DSD and the Catholic Church

This week’s New Yorker has a great article on Ken Feinberg’s work helping the Catholic Church manage its sexual abuse crisis. Feinberg and Camille Biros created and run the Independent Reconciliation and Compensation Program (IRCP), which processes claims of sexual abuse by priests. The IRCP started in New York in 2016 and other dioceses from across the US have started getting involved.

The design of the IRCP is pretty simple and somewhat resembles Feinberg’s approach with the Victims Compensation Fund. Basically, the IRCP provides eligible people with some opportunities to be heard, and then generates settlement offers that victims can take in exchange for not suing the Church. But within this simple framework, as you might imagine, there are some profoundly difficult choices.

Take, for example, the decision to have Feinberg and Biros run the program. They are outsiders, and the fact that they are independent of the Church undoubtedly provides some measure of comfort and legitimacy to those who might not trust a Church-run program. At the same time, however, their independence furthers the disconnect between the victims and the perpetrators, a disconnect that is often already exacerbated by the passage of time and the movement of people. In other words, having outsiders run the IRCP may provide legitimacy but also may prevent the Church from assuming the full burden of its obligations.

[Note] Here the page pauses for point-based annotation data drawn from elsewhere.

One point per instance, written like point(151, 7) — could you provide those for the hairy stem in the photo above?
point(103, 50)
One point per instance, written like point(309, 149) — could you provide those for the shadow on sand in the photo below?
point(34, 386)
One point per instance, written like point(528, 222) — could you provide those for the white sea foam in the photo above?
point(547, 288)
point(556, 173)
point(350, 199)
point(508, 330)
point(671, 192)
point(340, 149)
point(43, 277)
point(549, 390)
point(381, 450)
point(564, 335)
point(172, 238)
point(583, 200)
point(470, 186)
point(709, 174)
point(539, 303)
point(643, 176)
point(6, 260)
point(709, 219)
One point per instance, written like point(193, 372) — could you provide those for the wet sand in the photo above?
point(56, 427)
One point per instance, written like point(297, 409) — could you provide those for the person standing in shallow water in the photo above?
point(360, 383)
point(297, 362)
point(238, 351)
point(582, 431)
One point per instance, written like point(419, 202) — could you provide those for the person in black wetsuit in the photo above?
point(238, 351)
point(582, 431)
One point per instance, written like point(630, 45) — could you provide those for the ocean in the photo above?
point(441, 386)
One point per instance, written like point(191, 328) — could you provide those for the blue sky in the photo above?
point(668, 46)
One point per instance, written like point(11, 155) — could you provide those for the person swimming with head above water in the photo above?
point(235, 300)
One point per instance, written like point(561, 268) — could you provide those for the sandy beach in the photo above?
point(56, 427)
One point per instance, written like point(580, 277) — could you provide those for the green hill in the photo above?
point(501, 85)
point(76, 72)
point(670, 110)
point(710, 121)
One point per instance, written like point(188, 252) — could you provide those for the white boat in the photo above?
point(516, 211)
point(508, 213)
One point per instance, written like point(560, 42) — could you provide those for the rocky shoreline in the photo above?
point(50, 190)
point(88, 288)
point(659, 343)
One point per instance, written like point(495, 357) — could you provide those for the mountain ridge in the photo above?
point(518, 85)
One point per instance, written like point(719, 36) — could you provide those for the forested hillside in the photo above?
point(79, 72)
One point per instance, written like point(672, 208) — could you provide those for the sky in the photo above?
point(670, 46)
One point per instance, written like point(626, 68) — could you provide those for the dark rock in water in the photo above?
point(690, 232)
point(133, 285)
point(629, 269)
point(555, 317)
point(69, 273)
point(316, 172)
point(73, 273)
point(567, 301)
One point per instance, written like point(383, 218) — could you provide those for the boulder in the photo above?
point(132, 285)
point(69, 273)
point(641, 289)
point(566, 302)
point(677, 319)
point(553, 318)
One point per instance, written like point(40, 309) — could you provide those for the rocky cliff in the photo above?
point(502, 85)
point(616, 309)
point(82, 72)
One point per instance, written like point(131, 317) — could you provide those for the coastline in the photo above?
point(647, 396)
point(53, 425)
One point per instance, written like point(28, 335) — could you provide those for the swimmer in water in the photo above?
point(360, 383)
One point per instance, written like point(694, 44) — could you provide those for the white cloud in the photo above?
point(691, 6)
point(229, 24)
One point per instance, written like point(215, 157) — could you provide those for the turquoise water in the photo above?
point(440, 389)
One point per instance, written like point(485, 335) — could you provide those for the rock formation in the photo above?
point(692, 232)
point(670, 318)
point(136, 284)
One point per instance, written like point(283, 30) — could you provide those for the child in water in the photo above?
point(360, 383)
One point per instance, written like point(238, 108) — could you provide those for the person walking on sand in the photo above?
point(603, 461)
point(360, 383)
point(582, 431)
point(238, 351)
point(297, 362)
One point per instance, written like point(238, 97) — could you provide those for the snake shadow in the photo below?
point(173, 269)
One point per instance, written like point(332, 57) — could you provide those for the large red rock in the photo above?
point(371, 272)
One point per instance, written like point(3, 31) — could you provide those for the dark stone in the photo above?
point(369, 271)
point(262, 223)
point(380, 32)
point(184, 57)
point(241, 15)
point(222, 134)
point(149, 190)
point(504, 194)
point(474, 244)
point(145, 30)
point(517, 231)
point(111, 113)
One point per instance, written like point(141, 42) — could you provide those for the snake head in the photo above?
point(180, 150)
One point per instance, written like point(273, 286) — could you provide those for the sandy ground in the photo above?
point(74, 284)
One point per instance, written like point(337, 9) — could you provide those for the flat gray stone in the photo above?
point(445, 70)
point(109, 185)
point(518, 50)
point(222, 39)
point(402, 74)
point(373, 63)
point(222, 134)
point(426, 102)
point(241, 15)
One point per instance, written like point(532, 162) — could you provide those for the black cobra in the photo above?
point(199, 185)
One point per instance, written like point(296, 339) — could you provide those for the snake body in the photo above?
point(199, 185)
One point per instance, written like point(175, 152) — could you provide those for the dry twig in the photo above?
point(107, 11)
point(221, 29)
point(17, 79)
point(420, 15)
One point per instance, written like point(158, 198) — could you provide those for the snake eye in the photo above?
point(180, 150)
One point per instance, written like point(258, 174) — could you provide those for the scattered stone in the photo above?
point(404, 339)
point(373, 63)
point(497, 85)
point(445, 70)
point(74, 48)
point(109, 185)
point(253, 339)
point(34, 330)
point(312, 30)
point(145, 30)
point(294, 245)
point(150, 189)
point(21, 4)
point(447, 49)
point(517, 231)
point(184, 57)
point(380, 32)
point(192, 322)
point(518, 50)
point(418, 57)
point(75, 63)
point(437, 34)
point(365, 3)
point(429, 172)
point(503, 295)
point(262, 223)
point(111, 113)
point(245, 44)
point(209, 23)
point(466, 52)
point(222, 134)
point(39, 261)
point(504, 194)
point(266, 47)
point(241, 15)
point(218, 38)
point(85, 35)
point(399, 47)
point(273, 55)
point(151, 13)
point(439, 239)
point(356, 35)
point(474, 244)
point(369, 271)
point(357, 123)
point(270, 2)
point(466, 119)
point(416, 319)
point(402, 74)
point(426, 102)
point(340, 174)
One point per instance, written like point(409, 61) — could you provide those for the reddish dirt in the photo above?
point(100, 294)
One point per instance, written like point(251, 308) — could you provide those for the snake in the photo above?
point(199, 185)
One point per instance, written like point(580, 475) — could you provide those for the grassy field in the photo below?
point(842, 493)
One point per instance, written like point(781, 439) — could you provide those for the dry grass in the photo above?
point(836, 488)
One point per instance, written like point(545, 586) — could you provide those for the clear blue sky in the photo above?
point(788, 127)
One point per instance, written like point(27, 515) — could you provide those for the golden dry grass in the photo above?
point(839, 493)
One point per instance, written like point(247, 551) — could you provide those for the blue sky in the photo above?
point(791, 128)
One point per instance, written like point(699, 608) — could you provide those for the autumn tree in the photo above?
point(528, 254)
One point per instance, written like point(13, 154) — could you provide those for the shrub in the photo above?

More broadly, the essentially transactional nature of the system is problematic given the context. As we know, creating reconciliation “systems” is always fraught. This does not mean these systems are not worth trying, but it does mean that our expectations around how much can be done and how quickly must be constantly revisited. It’s fascinating to consider whether and how a dispute processing system can truly help the Church come to terms with its moral, spiritual, and financial responsibilities. As author Paul Elie points out, the IRCP calls up comparisons to the confessional booth and indulgences, both mechanical means (and thus not necessarily heartfelt or genuine ones) of absolving a bad actor of responsibility. “Is the Church today,” Elie writes, “essentially outsourcing a reckoning with its past?”

In 2003, when I was a law student, I enrolled in HLS’s first dispute systems design clinic. My project was, generally speaking, the sex abuse crisis in Boston (though we may have called it the “sex abuse scandal” — interesting to reflect on that framing now). There were three of us on the project team, and we actually believed that in one semester we could put into place systems that would help Catholics and others deal with their concerns in a meaningful, orderly way. What we found was that we could barely wrap our arms around any part of the problem — it was so large and unknowable, so unthinkably horrific, that we spent all of our time doing conflict assessment and trying not to commit ethical violations (e.g., raising parishoners’ expectations around what was possible). Our final report was more than one hundred pages and really just scratched the surface of what was going on.

I mention my experience because it provided me with the tiniest inkling of understanding about just how difficult the sex abuse crisis will be for the Church and for Catholics to work through. It’s not just a matter of coming up with systems to deal with the effects of the crisis, although this is indeed incredibly important work. Perhaps we can also turn our systems thinking to the roots of the crisis as well. Elie writes, “Beneath all these problems is a problem of truth.” It would be great to think more deeply about how our work in conflict resolution and dispute systems design can help us do more than just create settlement systems that tend to preserve the status quo. Maybe this work can help us interrogate the complex infrastructures of modern life and provide us with more avenues for revolutionary change.

2 thoughts on “DSD and the Catholic Church”

  1. The IRCP was created under a bad faith umbrella. The hope was to settle with as many victims as possible prior to any law changes. Knowing that many victims were unaware of The Child Victims Act, and many victims were told not to get personal lawyers, the program was just part of the coverup. Many who accepted offers have been victimized again.

  2. This article (both from Jen) and New Yorker will be great to teach from. I have been asked to consider helping with a “TRC” like process for #metoo in Hollywood– I won’t do for many reasons, (see my Harvard Neg. L. Rev. article (2009) on the ethical issues in DSD) but these issues present important concerns about the differences in “aggregate” justice, releasing the wrongdoers and what is best for particular individuals when harm is great and also very variably experienced…. But, I think DSD is really a much better way to think about these issues than traditional civil or criminal procedure and is at the core of ADR values. Thanks to Jen for posting and sharing. Really useful.